Die «Ethnisierung von Gewalt» (vgl. AK Fe.In 2019) ist eine der wichtigsten Triebfedern rassistischer Mobilisierung: AfD, Pegida & Co instrumentalisieren Fälle von Gewalt gegen Frauen ausschließlich, wenn der Täter Schwarz oder PoC ist oder keine deutsche Staatsbürgerschaft hat, und jagen entsprechend aufgeladene Meldungen über diese Vorfälle durch die sozialen Medien. Bundesweit wurde zu sogenannten Frauenmärschen aufgerufen, die Identitären betrieben die Internetkampagne «#120 dB», um die Bedrohung weißer deutscher Frauen hochzujazzen. Unterstützt wurde diese Entwicklung quer durch die Medienlandschaft der «Mitte der Gesellschaft». Der Hamburger Journalismusprofessor Thomas Hestermann stellte 2019 in einer Expertise zur Nennung der Herkunft der Täter in der Berichterstattung fest, dass hier ein Zerrbild der Realität entstehe. Als Ausgangspunkt für diese Entwicklung machte auch er die «Silvesternacht von Köln» aus (Hestermann 2019).


Die Verknüpfung von Sexismus und Rassismus ist nicht neu, hat aber seit 2015 eine neue Qualität. Aus diesem Narrativ leiten sich bestimmte Angebote ab, die auf fruchtbaren Boden fallen.
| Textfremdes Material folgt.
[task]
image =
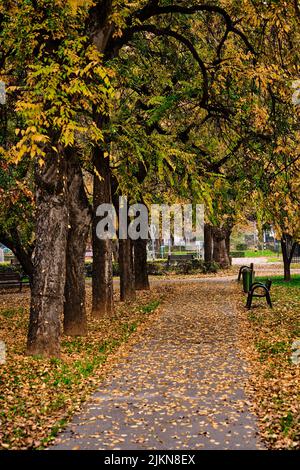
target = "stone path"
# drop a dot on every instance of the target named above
(180, 387)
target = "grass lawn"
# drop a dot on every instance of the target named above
(275, 379)
(279, 281)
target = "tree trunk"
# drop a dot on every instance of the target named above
(102, 277)
(208, 243)
(49, 259)
(288, 248)
(127, 283)
(227, 243)
(220, 254)
(140, 264)
(75, 322)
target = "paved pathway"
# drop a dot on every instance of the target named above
(180, 387)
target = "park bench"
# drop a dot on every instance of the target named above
(259, 289)
(12, 279)
(173, 259)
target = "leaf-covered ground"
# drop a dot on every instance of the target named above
(177, 382)
(38, 396)
(179, 387)
(274, 387)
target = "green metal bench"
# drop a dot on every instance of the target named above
(264, 292)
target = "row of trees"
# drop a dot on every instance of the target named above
(184, 101)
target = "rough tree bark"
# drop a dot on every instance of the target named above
(220, 254)
(288, 247)
(80, 217)
(22, 252)
(49, 258)
(102, 277)
(140, 264)
(127, 283)
(208, 243)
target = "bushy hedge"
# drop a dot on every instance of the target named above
(194, 266)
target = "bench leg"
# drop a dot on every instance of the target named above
(268, 297)
(249, 300)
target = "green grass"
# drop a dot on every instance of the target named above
(279, 281)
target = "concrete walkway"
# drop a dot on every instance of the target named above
(181, 385)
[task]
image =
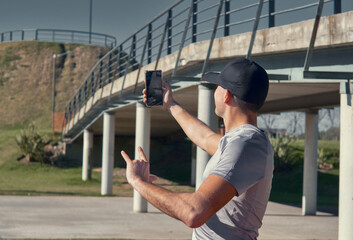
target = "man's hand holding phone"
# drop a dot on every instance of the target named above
(165, 98)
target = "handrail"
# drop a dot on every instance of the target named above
(59, 35)
(161, 37)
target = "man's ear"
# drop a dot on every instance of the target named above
(228, 96)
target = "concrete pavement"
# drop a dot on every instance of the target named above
(112, 217)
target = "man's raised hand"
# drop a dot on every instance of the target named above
(138, 169)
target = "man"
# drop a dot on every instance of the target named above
(231, 201)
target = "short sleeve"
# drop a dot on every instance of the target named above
(242, 163)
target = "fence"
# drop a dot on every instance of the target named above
(58, 35)
(189, 21)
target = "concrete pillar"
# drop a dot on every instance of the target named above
(206, 108)
(142, 139)
(345, 219)
(309, 200)
(87, 154)
(108, 153)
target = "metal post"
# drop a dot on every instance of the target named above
(194, 20)
(271, 10)
(337, 6)
(53, 97)
(310, 163)
(313, 35)
(149, 49)
(109, 69)
(161, 44)
(87, 155)
(133, 46)
(226, 17)
(141, 61)
(127, 68)
(345, 217)
(90, 21)
(92, 84)
(101, 84)
(169, 49)
(206, 114)
(142, 139)
(204, 67)
(256, 24)
(183, 39)
(108, 153)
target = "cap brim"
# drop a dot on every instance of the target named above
(212, 77)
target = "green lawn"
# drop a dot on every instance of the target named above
(36, 179)
(287, 187)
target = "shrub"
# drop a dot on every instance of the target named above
(286, 155)
(31, 144)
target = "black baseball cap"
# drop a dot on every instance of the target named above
(244, 78)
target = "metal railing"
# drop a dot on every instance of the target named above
(185, 22)
(59, 35)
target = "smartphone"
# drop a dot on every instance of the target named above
(153, 86)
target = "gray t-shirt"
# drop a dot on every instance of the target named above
(245, 159)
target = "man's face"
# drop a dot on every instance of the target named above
(219, 103)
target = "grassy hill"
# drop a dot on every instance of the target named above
(26, 74)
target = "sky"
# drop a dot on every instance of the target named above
(119, 18)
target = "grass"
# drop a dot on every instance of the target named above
(287, 187)
(35, 179)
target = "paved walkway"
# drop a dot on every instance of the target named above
(112, 217)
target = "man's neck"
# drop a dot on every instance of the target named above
(236, 119)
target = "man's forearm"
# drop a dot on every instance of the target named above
(195, 129)
(176, 205)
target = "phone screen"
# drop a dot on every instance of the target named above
(153, 86)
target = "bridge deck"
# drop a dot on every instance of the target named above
(281, 50)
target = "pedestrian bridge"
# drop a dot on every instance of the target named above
(309, 63)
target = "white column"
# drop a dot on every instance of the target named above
(87, 154)
(206, 108)
(142, 139)
(345, 219)
(108, 153)
(309, 199)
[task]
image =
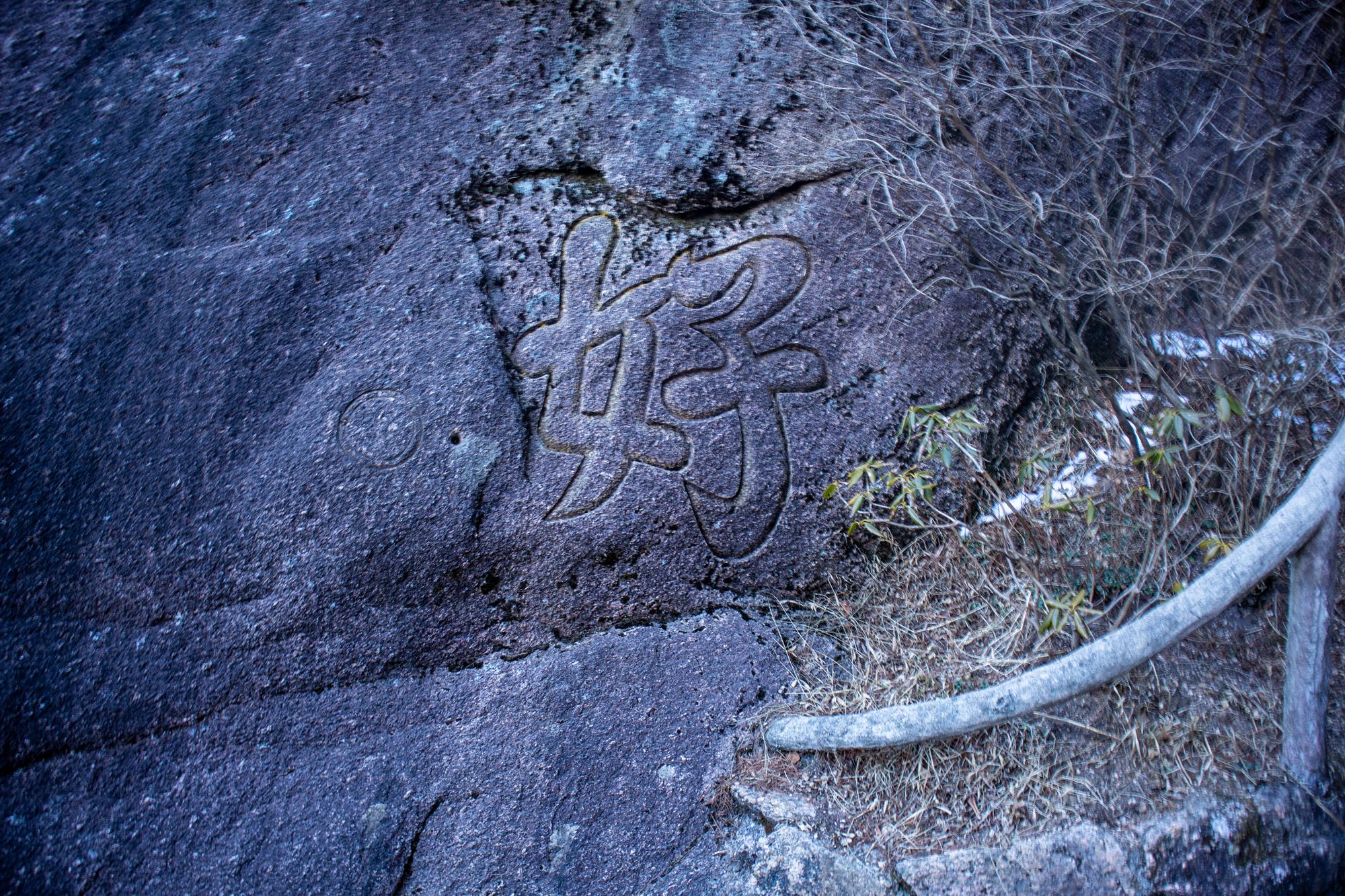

Frauen erhalten zum einen die Möglichkeit, offen ihren Rassismus auszuleben, zum anderen wird über das Vehikel Rassismus das reale Problem frauenfeindlicher Gewalt thematisierbar. Da Gewalt gegen Frauen vor allem im eigenen Nahumfeld stattfindet,1 ist das Sprechen darüber tabuisiert. Ein Weg, mit den Gewalterfahrungen umzugehen, ist, sie in ein besprechbares Feld zu verlagern. Die Gewalt wird dann ausschließlich als «fremd» wahrgenommenen Personen zugeschrieben, anstatt das Problem gesamtgesellschaftlich zu begreifen. Für Männer wiederum bietet das Narrativ einen einfachen Ausweg aus der vermeintlichen Krise der Männlichkeit. Der Mann wird daran erinnert, «seine» Frauen zu beschützen. Stephan Ernst benannte vor Gericht vor allem die Angst, seiner Tochter könne Gewalt angetan werden. Er habe Waffen für sich und seine Arbeitskollegen beschafft, weil es Zeit gewesen sei, «den deutschen Mann» zu bewaffnen. Man denke dabei an die Rede von Björn Höcke aus dem Jahr 2015, in der er forderte: «Wir müssen unsere Männlichkeit wiederentdecken. Denn nur wenn wir unsere Männlichkeit wiederentdecken, werden wir mannhaft. Und nur wenn wir mannhaft werden, werden wir wehrhaft, und wir müssen wehrhaft werden, liebe Freunde!» (Zit. n. Stokowski 2015)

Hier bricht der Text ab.